DUI Case Tossed After Police Stop Suspect for Honking Horn

Florida Case Dismissed After Law Enforcement Make Horn Honking Arrest

Most Driving Under the Influence (DUI) cases in the state of Florida begin with a driver being pulled over for a traffic stop. When a law enforcement officer witnesses a driver commit a traffic violation, he or she performs a traffic stop – if during that traffic stop the officer has reason to believe the driver is under the influence of drugs or alcohol, the officer can then begin a DUI investigation.

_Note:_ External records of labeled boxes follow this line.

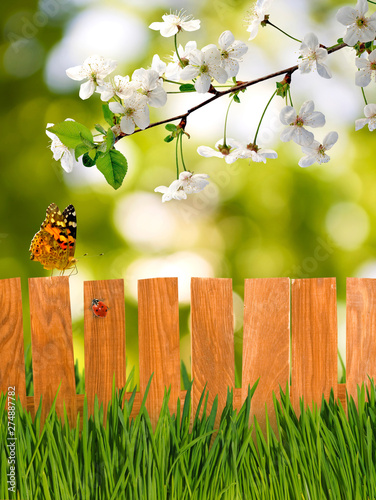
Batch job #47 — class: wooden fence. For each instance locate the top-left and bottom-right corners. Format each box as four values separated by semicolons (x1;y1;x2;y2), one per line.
0;276;376;424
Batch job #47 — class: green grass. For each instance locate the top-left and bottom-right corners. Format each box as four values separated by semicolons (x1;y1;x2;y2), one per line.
0;380;376;500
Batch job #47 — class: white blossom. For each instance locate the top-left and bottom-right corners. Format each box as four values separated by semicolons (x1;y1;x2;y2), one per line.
165;41;197;81
336;0;376;46
109;94;150;134
355;49;376;87
234;144;278;163
355;103;376;132
299;132;338;167
46;118;79;173
132;68;167;108
149;11;200;37
299;33;332;78
197;138;240;164
247;0;273;40
218;30;248;78
97;75;136;102
180;45;228;93
279;101;325;146
151;54;167;76
154;171;209;203
66;55;117;99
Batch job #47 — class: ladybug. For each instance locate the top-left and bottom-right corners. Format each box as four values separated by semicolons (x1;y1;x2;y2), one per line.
91;299;109;318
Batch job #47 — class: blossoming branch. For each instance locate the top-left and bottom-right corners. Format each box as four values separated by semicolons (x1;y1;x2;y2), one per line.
46;0;376;202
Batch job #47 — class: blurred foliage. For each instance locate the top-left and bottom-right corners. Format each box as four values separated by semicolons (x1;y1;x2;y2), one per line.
0;0;376;384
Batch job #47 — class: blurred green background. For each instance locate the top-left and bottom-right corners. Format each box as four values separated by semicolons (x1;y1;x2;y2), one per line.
0;0;376;386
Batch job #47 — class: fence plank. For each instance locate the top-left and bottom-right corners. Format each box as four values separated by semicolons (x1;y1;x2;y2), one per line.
346;278;376;401
138;278;180;424
29;276;77;424
191;278;235;415
242;278;290;428
84;279;126;414
291;278;338;410
0;278;26;406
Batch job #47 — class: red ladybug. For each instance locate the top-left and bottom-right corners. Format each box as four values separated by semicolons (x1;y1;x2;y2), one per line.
91;299;109;318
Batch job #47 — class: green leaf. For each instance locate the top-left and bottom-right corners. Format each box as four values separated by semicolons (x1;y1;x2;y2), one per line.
165;123;177;132
95;123;106;135
48;121;93;149
179;83;196;92
80;134;95;149
97;149;128;189
106;128;115;151
88;148;97;161
82;153;95;167
74;142;91;160
102;103;115;127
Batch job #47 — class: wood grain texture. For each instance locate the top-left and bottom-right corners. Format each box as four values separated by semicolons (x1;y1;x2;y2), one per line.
29;276;76;424
84;279;126;414
346;278;376;401
138;278;180;424
291;278;338;411
191;278;235;416
0;278;26;405
242;278;290;428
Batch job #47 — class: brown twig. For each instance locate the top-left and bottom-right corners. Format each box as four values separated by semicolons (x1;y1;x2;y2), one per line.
115;43;347;142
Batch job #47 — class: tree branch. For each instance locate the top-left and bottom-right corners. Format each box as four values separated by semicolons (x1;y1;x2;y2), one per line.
115;43;347;142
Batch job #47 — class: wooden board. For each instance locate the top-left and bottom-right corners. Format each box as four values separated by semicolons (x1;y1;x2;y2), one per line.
138;278;180;424
346;278;376;401
291;278;337;410
242;278;290;429
29;276;76;424
84;279;126;414
0;278;26;405
191;278;235;417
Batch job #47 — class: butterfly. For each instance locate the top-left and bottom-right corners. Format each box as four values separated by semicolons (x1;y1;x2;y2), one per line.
91;299;109;318
29;203;77;271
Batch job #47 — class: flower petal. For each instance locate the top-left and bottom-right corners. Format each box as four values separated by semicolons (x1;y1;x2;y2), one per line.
108;102;125;115
218;30;235;50
197;146;223;158
292;127;315;146
304;111;325;128
355;118;368;130
355;69;371;87
181;19;201;31
300;33;319;51
195;74;211;94
364;103;376;118
280;127;295;142
322;131;338;150
299;101;315;120
79;80;96;99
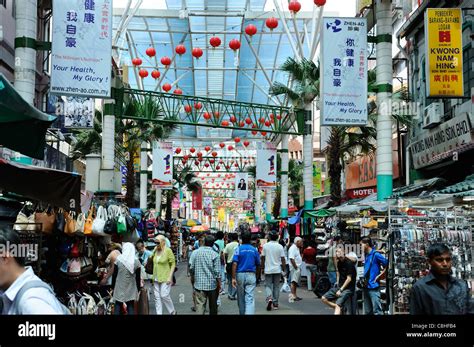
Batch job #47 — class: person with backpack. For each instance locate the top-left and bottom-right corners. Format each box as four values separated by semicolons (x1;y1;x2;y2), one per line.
0;229;70;315
360;237;388;315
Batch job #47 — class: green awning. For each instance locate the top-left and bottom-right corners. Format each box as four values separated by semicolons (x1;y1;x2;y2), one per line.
0;73;56;160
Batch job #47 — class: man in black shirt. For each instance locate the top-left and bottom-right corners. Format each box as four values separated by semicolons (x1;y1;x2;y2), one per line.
321;247;357;315
410;243;474;315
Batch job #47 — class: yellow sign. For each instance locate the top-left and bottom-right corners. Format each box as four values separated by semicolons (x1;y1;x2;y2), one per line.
425;8;464;97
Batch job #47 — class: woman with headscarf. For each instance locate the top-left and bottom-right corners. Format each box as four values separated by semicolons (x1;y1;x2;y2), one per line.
152;235;176;314
113;242;141;315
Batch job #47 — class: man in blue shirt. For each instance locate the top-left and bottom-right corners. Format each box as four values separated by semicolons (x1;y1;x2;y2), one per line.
232;231;260;315
360;237;388;315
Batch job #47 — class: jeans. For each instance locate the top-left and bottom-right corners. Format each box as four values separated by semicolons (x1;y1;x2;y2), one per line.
265;274;281;305
114;301;135;315
364;288;383;315
237;272;257;315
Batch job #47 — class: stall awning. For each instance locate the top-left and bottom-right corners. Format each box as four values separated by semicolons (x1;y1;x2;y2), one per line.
0;159;81;212
0;73;56;160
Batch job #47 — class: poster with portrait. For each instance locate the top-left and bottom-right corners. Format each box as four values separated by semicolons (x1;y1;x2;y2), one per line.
235;172;249;200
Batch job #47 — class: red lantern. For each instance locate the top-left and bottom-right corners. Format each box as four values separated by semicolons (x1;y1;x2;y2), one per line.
191;47;203;59
161;83;171;92
245;24;257;36
288;0;301;14
132;58;142;66
209;36;221;48
174;45;186;55
265;17;278;31
151;70;161;80
229;39;240;52
161;57;171;68
145;47;156;58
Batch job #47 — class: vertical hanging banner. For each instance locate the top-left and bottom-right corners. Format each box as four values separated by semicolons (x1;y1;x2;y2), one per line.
425;8;464;97
235;172;249;200
321;17;367;125
151;141;173;189
50;0;112;98
257;142;277;189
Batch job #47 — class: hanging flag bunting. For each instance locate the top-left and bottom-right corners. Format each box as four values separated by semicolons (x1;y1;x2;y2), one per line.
152;141;173;189
321;17;367;125
257;142;277;189
425;8;464;97
235;172;249;200
50;0;112;98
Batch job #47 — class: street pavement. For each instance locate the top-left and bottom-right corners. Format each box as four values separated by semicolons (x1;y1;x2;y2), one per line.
150;262;334;315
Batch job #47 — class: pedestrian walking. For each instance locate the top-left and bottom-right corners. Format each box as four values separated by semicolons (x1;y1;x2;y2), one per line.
189;235;221;315
410;243;474;315
232;231;260;315
262;231;286;311
151;235;176;315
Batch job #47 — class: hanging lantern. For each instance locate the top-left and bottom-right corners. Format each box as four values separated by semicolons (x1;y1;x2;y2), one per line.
184;105;193;113
160;57;171;68
191;47;203;59
161;83;171;92
265;17;278;31
229;39;240;52
132;58;142;66
174;45;186;56
209;36;221;48
245;24;257;37
145;47;156;58
288;0;301;15
151;70;161;80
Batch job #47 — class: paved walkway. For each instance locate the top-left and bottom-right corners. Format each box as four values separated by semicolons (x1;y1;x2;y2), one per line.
150;262;333;315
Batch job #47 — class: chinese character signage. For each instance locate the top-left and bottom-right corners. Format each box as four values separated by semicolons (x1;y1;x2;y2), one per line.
152;141;173;189
321;17;367;125
257;142;277;189
425;8;464;97
51;0;112;98
235;172;249;200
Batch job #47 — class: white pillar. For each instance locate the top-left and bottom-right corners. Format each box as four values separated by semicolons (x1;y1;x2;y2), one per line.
280;134;290;218
303;103;313;210
375;0;393;201
14;0;38;104
140;141;148;209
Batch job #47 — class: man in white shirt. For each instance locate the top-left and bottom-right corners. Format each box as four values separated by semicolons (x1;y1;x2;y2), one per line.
288;236;303;302
262;231;286;311
0;229;65;314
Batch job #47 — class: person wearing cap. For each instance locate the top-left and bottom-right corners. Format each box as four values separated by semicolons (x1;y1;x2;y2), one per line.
288;236;303;302
262;230;286;311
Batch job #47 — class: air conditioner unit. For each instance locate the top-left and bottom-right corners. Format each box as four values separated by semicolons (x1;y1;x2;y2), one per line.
423;102;444;129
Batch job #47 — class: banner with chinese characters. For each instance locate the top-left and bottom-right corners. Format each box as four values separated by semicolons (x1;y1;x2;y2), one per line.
235;172;249;200
50;0;113;98
321;17;367;125
256;142;277;189
425;8;464;97
151;141;173;189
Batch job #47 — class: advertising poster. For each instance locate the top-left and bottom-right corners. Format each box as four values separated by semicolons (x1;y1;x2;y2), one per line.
152;141;173;189
321;17;367;126
425;8;464;97
235;172;249;200
51;0;113;98
257;142;277;189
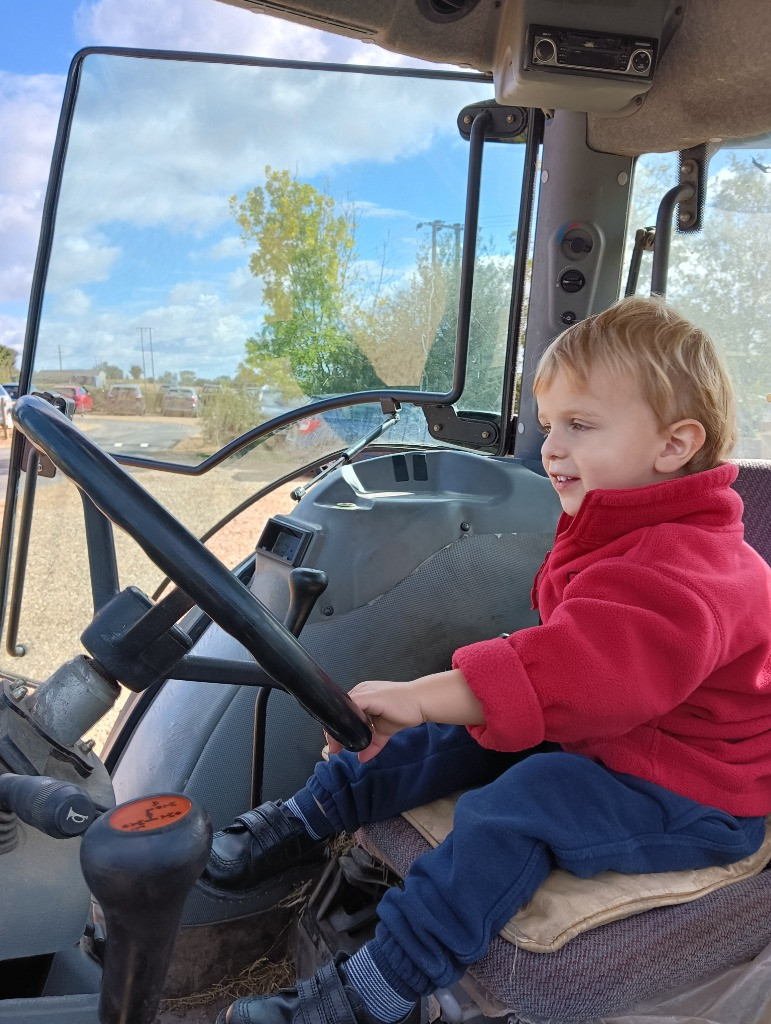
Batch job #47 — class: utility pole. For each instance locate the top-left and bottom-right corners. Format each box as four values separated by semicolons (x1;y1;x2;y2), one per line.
147;327;156;384
418;220;463;270
136;327;147;381
418;220;444;270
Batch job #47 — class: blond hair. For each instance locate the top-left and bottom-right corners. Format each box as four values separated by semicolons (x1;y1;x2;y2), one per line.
532;296;736;473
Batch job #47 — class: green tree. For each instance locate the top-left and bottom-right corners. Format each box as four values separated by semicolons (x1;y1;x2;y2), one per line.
631;151;771;442
0;345;16;381
230;167;382;395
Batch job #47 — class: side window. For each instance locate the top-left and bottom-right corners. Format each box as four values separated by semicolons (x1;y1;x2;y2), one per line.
626;147;771;459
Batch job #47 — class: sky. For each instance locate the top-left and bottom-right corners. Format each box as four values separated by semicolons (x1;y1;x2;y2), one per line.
0;0;499;382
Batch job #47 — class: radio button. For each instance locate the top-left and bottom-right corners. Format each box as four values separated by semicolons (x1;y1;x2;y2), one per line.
559;270;587;294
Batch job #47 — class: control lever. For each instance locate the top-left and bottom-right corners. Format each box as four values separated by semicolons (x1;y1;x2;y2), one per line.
284;565;330;637
0;772;96;839
80;794;212;1024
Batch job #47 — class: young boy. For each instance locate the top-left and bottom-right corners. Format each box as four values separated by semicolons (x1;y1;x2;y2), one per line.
205;298;771;1024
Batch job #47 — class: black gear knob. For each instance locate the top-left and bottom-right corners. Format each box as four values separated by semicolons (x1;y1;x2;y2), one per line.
80;793;212;1024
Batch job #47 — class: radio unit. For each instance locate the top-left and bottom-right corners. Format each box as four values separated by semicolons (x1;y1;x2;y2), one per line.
525;25;656;81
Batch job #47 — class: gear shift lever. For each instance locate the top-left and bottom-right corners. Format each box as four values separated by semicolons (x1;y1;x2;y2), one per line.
80;794;212;1024
284;565;330;637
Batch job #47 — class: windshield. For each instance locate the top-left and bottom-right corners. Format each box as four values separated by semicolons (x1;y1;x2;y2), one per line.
27;53;523;464
6;52;525;679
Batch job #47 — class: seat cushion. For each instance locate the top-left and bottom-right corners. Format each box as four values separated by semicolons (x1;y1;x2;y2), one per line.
356;817;771;1024
403;794;771;952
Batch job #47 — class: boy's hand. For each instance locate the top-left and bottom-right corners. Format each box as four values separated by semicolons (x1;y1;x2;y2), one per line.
327;669;484;763
327;679;423;762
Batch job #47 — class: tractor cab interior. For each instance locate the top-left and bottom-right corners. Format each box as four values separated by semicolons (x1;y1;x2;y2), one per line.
0;0;771;1024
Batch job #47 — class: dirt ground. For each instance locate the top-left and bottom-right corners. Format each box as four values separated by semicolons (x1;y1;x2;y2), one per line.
0;423;301;753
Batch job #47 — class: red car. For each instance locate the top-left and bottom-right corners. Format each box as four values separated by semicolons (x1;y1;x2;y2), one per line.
53;384;93;413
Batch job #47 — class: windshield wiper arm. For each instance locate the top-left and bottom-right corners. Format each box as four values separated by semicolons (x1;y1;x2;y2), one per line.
290;412;399;502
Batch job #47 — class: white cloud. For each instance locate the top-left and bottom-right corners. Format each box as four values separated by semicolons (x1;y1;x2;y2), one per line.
204;234;244;259
76;0;352;60
49;56;468;242
0;0;475;373
0;0;415;345
0;72;63;303
55;288;91;316
46;232;121;295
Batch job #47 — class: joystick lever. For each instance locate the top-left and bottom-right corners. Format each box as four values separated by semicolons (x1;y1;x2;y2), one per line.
0;772;96;839
81;794;212;1024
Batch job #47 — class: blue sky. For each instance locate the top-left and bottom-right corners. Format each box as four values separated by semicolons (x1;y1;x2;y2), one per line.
0;0;427;376
0;0;521;377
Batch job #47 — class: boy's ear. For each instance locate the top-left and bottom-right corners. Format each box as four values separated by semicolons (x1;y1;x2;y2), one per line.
655;420;706;473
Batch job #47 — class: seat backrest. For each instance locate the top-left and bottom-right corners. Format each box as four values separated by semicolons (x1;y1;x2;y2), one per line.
733;459;771;565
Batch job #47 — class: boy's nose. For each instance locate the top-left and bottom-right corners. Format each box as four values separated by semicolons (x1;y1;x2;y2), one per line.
541;431;565;459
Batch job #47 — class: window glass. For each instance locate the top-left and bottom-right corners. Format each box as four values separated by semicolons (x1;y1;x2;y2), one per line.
627;146;771;459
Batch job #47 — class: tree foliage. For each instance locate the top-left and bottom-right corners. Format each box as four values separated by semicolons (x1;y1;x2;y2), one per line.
0;345;16;381
632;151;771;442
230;167;382;395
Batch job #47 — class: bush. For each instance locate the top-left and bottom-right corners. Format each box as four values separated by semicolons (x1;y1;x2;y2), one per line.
203;390;260;449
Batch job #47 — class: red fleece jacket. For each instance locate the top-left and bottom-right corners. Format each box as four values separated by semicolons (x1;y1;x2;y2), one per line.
453;464;771;815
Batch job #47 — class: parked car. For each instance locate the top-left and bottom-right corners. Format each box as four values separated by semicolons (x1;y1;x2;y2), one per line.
0;384;18;428
201;384;224;402
104;384;144;416
161;387;201;416
51;384;93;414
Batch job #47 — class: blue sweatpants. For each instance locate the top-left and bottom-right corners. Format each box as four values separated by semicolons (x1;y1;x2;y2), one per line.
307;724;764;998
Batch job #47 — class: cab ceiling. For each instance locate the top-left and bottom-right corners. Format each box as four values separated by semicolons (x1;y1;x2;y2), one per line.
213;0;771;156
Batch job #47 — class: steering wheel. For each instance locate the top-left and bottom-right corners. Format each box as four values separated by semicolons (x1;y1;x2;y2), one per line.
13;395;372;751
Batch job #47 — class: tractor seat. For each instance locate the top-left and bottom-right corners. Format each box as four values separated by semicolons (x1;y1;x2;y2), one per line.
357;460;771;1024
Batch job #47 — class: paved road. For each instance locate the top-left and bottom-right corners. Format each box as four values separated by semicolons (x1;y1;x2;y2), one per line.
76;414;201;459
0;413;201;508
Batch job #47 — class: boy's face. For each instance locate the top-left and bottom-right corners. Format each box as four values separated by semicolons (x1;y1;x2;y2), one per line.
538;369;680;515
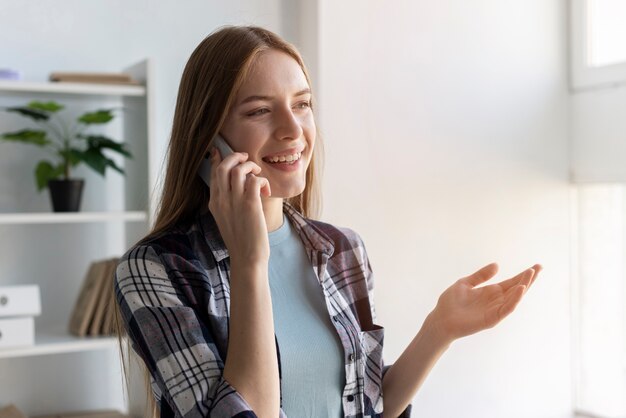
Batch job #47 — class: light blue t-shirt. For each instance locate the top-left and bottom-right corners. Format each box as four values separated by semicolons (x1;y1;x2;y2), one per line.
268;214;345;418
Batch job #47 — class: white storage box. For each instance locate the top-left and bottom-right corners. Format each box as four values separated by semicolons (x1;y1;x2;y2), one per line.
0;284;41;318
0;316;35;350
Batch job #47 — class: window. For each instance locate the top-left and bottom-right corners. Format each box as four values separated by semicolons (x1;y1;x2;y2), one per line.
570;0;626;91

If the driver is arrested and charged with DUI because of this investigation, the preliminary traffic stop needs to be for a valid reason for the DUI charge to be valid. If the reason for the preliminary traffic stop is not considered valid, the DUI case can be dismissed and the driver will not be charged. This is what happened in a case that occurred just outside of Jacksonville, Florida.

In this case, a law enforcement officer witnessed a driver honk the horn of his vehicle multiple times for no obvious reason. This resulted in the officer performing a traffic stop and issuing the driver a ticket for improperly using his horn. During the stop, the law enforcement officer observed suspicious behavior on the part of the driver that led him to begin a DUI investigation.

The result of the officer’s DUI investigation was that the driver was arrested and charged with DUI in Florida. When the case went to court, the driver’s lawyer asked for the case to be dismissed on the grounds that the reason for the law enforcement officer’s preliminary traffic stop was invalid before he initiated the DUI investigation.

Legislation in the state of Florida requires all motor vehicles to have a horn that works and for vehicle owners to use their horn in order to ensure safe operation of the motor vehicle – this law does not prohibit the use of a vehicle’s horn for any reason. Hence, a driver honking his or her horn for no apparent reason is not grounds for a law enforcement officer to perform a traffic stop.

Law enforcement officers have a right to stop a driver if there is a legitimate safety concern, but in this case, there was not an apparent safety concern. Since the preliminary traffic stop was invalid, the subsequent DUI investigation and charge were also invalid, and the case was thrown out of court. Because of this, the driver was not charged with DUI.